In der Kirche steckt der Wurm drin

von Redaktion

Ein ungeliebter Gast macht sich in den Altären und Heiligenfiguren der Filialkirche Maximilian breit: der Holzwurm. Damit sich der Schädling nicht noch weiter ausbreitet, wird die Kirche nächste Woche mit Gas behandelt. Auch Privatleute können davon profitieren.

Kraiburg – In der Kirche in Maximilian steckt der Holzwurm drin. Um den Schädling erfolgreich zu bekämpfen, wird der Innenraum in der nächsten Woche mit Gas behandelt. Auch Privatpersonen haben die Gelegenheit, befallene Möbel und Gegenstände einzustellen. Dass der Holzwurm in der Kirche nagt, das ist schon seit Wochen im Pfarrverband Kraiburg bekannt. Betroffene Bereiche seien bereits mit einem entsprechenden Mittel behandelt worden. „Das hat aber nichts geholfen“, wie Pfarrer Michael Seifert erklärt.
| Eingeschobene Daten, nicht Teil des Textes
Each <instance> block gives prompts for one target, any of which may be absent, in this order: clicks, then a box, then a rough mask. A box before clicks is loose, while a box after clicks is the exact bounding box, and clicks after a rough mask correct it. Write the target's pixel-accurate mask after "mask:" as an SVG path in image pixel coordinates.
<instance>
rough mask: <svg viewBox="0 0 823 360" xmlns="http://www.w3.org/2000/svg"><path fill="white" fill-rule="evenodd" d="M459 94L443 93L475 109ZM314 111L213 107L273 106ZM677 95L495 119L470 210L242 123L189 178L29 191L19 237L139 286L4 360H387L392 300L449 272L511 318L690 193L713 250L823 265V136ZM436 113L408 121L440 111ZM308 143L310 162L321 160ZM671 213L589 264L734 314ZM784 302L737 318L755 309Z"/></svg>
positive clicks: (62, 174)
Aufgefallen sei der Befall in den Altären und bei Heiligenfiguren. Die Sorge, dass irgendwann auch das historische Orgelprospekt vom Holzwurm befallen werden könne, hat nun Taten folgen lassen. Nächste Woche soll nun der Innenraum der Kirche begast werden. Während dieser Prozedur sind die Türen der Kirche fest verschlossen, zuvor stehen sie aber weit offen. Privatleute können Möbel oder andere vom Holzwurm befallene Gegenstände in die Kirche einstellen und behandeln lassen. Von einem solchen Angebot hat der Pfarrverband selbst schon einmal Gebrauch gemacht: „Wir hatten davon gelesen, dass in Flossing die Kirche begast wird und man Gegenstände einstellen lassen kann. Das Angebot wollen wir jetzt auch machen“, sagt Pfarrer Michael Seifert.

Zwei Heiligenfiguren – der heilige Josef und der heilige Stephanus – wurden vor rund einem halben Jahr kurzerhand nach Flossing umquartiert und einer „Holzwurmkur“ unterzogen, wie es damals Mesner Jürgen Schwab umschrieb. Michael Seifert ist mit dem Ergebnis zufrieden: „Der Holzwurm ist draußen.“

Am heutigen Samstag können Interessierte zwischen 10 und 12 Uhr in der Filialkirche Maximilian ihre Möbel und Gegenstände vorbeibringen und in der Kirche einstellen. Nächste Woche dann wird der Innenraum über drei Tage hinweg mit Gas behandelt und dann gelüftet, bevor die Besitzer ihre Gegenstände wieder abholen können.